The people complained to each other, thanked God for deliverance, argued with God about the discomfort of that same deliverance, and went about their business.

This is the nature of many apocalypses, in my opinion & experience. Life goes on! People are people and the minutiae and monotony of life must continue as much as humanity does.

… love was as hardwired into the structure of the universe as gravity and matter/antimatter. There was room for some sort of God not in the web between the walls, nor in the singularity cracks in the pavement, nor somewhere out before and beyond the sphere of things… but in the very warp and woof of things. Evolving as the universe evolved. Learning as the learning able part of the universe learned. Loving as humankind loved.

This was the crux of the novel. Sol’s epiphany changes the nature of humanity’s relationship with the Abrahamic God. God was chosen by Abraham. If God had let him kill his son, Abraham would not have accepted God as his deity. It was not Abraham’s test, but God’s. God is made of love, God evolved from love. This is a kinder version of the universe, a more empathetic and compassionate view of God than the one I know. I’m glad for Simmons for making me think and dream and ponder about what a god that evolved from my ability to love would be like.
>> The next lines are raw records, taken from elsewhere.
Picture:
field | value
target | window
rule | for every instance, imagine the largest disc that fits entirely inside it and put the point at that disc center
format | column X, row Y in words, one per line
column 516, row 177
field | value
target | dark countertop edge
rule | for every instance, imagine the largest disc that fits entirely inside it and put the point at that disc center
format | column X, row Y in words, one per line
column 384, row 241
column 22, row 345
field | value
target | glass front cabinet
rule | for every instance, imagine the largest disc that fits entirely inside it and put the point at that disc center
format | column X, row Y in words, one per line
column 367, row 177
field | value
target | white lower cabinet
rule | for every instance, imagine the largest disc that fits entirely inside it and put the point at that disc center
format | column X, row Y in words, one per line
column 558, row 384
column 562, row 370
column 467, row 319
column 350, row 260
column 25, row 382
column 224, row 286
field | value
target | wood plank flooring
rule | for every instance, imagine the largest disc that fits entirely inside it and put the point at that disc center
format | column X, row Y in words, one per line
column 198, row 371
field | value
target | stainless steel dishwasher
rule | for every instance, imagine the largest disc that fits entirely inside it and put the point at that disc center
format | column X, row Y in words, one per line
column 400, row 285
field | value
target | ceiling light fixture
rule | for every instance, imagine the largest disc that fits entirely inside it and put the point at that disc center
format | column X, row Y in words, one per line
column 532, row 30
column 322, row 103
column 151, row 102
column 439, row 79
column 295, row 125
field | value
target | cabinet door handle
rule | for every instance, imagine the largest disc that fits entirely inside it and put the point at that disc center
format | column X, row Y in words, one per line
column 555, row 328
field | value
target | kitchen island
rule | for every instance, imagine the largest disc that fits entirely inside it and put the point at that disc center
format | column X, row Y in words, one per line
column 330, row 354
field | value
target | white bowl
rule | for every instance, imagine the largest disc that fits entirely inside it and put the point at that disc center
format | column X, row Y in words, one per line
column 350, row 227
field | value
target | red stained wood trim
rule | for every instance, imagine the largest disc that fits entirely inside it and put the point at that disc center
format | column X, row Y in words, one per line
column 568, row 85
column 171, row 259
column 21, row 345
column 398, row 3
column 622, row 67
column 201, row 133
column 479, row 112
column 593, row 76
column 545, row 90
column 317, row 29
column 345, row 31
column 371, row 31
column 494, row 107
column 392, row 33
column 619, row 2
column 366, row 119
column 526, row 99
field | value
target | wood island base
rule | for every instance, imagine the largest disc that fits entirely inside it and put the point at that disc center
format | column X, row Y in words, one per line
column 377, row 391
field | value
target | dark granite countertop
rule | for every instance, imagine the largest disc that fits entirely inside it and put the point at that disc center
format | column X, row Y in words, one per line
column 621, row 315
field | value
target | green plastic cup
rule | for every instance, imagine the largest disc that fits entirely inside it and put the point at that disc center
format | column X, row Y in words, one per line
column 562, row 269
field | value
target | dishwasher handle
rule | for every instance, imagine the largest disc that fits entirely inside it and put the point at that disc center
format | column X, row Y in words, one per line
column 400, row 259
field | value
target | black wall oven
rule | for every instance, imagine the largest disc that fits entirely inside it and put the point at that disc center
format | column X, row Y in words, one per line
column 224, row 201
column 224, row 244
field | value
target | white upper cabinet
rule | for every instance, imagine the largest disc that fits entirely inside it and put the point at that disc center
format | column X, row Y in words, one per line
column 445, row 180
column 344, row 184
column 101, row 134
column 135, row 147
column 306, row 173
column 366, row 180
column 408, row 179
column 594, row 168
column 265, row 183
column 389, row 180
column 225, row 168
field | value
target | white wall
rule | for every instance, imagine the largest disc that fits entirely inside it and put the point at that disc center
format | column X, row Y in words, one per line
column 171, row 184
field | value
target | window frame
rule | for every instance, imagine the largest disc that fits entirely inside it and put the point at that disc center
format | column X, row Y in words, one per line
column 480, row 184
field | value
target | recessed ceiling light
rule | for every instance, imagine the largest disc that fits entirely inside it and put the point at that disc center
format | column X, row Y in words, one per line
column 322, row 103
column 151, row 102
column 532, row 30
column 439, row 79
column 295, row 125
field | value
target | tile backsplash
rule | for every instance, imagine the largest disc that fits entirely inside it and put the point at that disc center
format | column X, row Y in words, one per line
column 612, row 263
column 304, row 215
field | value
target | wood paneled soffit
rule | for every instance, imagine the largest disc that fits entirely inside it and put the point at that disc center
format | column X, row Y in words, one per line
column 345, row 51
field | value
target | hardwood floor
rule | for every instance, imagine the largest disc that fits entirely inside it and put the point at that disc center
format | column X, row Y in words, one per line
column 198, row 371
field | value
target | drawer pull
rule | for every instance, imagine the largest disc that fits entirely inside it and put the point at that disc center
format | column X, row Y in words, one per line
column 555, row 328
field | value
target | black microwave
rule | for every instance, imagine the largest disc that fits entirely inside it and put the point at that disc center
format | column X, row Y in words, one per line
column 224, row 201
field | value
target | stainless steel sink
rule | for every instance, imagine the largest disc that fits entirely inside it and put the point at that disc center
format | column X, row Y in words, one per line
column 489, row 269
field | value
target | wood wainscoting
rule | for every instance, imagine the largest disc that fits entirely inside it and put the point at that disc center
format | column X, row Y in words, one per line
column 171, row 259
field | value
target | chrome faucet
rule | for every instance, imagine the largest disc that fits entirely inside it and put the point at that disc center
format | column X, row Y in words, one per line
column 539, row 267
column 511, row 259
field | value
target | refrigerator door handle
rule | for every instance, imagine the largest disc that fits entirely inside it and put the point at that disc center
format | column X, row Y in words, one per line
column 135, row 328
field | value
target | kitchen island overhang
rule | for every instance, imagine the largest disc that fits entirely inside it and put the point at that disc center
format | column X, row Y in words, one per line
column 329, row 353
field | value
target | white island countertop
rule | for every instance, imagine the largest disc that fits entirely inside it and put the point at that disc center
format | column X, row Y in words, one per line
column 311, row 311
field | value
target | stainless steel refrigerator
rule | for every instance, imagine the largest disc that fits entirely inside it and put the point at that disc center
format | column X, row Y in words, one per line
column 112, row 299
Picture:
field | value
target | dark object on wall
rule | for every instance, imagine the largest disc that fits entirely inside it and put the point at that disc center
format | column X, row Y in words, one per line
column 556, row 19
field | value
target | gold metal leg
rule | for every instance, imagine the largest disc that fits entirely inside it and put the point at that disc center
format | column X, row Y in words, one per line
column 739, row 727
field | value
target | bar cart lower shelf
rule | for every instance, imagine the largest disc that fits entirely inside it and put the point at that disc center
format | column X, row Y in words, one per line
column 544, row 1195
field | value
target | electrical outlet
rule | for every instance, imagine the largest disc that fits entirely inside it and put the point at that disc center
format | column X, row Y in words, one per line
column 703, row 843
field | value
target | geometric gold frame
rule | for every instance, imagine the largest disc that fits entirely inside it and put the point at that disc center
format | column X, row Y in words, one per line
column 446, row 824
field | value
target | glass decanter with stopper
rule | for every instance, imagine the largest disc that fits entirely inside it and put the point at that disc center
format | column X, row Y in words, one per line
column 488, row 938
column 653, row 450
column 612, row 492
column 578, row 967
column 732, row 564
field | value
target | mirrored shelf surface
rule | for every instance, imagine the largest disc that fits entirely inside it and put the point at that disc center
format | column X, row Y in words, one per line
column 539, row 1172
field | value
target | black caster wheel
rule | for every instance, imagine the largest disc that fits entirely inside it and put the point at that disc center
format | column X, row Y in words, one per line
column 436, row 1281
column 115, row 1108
Note: I was able to predict two of the mysteries/questions I posed above: Rachel being Moneta and the Core living in the Web/Farcasters. I read some (sorry cringe) reddit post about reading comprehension declining in the time of AI. I was then paranoid that my reading comprehension was declining, after reading so many tasty & crunchable scifi fantasy books. But! Reading a slightly more challenging book & being able to guess a few of the mysteries made me feel a bit better about myself. Maybe I should read more classics.

MY ONLY COMPLAINT: Stop referencing the Wizard of Oz. It’s weird!! It’s out of place!! Seriously!